US mutual funds hit a snag

capital-gains-tax/asset-management/australian-market/capital-gains/

28 October 1999
| By Jason |

US mutual funds still have their work cut out for them before they roll out their fund offering into the Australian market.

Complications have arisen due to the capital gains tax (CGT) provisions in the Ralph Review. US funds only return dividends while Australian funds provide returns to investors as distributions.

Under changes proposed in the Ralph Review, the US returns will still feel the full weight of CGT, while local funds while only bear half that rate.

Merrill Lynch Asset Management has already launched a suite of US mutual funds while Alliance Capital is applying the finishing touches to its offering.

Merrill Lynch Mercury Asset Management retail business manager David Skelton says the relaxation of the Foreign Investment Fund (FIF) laws provide a positive environment for mutual funds.
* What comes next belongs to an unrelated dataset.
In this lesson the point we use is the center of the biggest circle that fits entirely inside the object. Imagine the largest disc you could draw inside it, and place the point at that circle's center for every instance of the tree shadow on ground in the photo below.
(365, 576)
However, changes to CGT were not mentioned when the FIF laws were relaxed.

"We started our research some time ago, in April of this year while these proposals are only new with the Ralph Review," Skelton says.

"Obviously if we had known this would occur and been told of the effect we would have taken a different approach back then."

Skelton says the Ralph Review is still in proposal form and lobbying is in place to show the government the consequences of the proposals.

"I think we will receive a warm response because it defeats the whole purpose of the FIF laws."

The FIF legislation was passed in June this year to allow tax US domiciled funds to enter Australia and compete on an equal footing with local funds.